Bana verilen yetki şu. Şimdi bu iki arkadaş çok önde olduğu için bu isimleri ben söyleyeceğim. Diğerleri de isimler söyleyecek ve sonuçta bu isimlerle ilgili olarak partimizin önerisi, her bir partinin güvendiği bir şirketi gösterip onların araştırma yapması, o 1 hafta içinde olan bir iş, sonuçta kim çıkıyorsa onu kabul etmemiz. Enteresan bir şey oldu birden konuşma, 'Kim aday olsun'a evrildi. İlk sözü Gültekin Bey'e verdiler. Gültekin Bey Kemal Bey'i söyledi. Sonra Ali Bey'e verildi. Ali Bey, 'Kemal Bey' dedi. Temel Bey, 'Kemal Bey' dedi. Sayın Davutoğlu da 'Sayın Akşener aday olmadığına göre Kemal Bey' dedi. Bana geldi sıra, ben böyle böyle aldım geldim yetkiyi. Bunu doğru bulmuyorum. O zaman siz 'Kemal Bey' dediniz, Kemal Bey'e saygım, sevgim sonsuz. Amma velakin o zaman 2 yıla yakın olmuştu gezeli, Türkiye'yi iki kere dolaştım. Bu iki arkadaş var, bunlar benim babamın oğlu değil. Bunları meşhur eden ben değilim. İta amiri Sayın Kılıçdaroğlu ve CHP...Ama böyle oldu. Hatta gidip bunu böyle böyle söylediğimi de ifade ettikten sonra, benim yetkim şu, 'Siz de adaylarınızı söyleyin.' Yöntem önerdim, ondan sonra bu yöntemle ilgili böyle bir gökyüzüne bakma oldu. Sonra Sayın Kılıçdaroğlu dedi ki, 'Meral Hanım imzalamıyorsa imzalamasın. Biz beşimiz imzalayalım, çıkalım' dendi. Ben de aldım dosyamı 'Peki o zaman size başarılar diliyorum' dedim. Durdurdular beni. Ondan sonra denildi ki 'Madem bu yetkiyi aldınız, o zaman partinize Kemal Bey'i götürün."
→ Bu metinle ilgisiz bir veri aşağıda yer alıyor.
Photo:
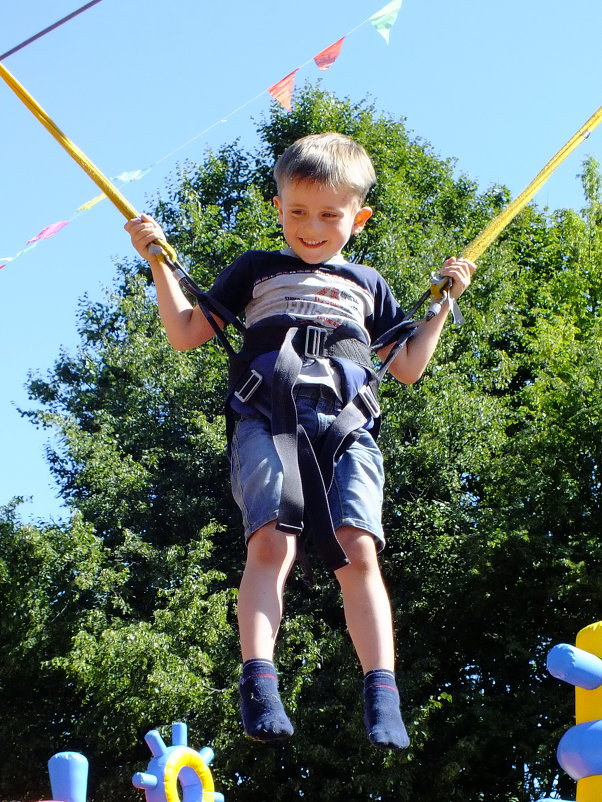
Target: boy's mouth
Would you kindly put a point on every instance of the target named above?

Daha sonra kağıdı imzaladığını ve arkadaşlarını topladığını ifade eden Akşener, olanları anlattığında arkadaşlarının çok sert tavır koyduğunu söyledi.
Sonra 2 ayrı konuşma hazırladığını anlatan Akşener, "Arkadaşların içinde milletvekillerimiz, GİK üyelerimiz var. Hatta teşkilatımızdan insanlar var. Yani geniş kapsamda bir toplantıydı ama hakikaten çok sert bir tavır kondu. Dedim ki konuşmaya başlarken 'Ben 2 konuşma hazırladım, biri daha yumuşak huylu birisi sert.' Sizin görüşünüze göre konuşmayı yapacağım. 'Kesinlikle o masaya dönmeyeceksin' dendi. Bir arkadaşımız sadece 'Bunu bu sertlikle yapmayalım' dedi. Allah var o öyle dedi. Bahadır Erdem Bey. Sonuç itibarıyla ben o konuşmayı yaptım ve gittik." diye konuştu.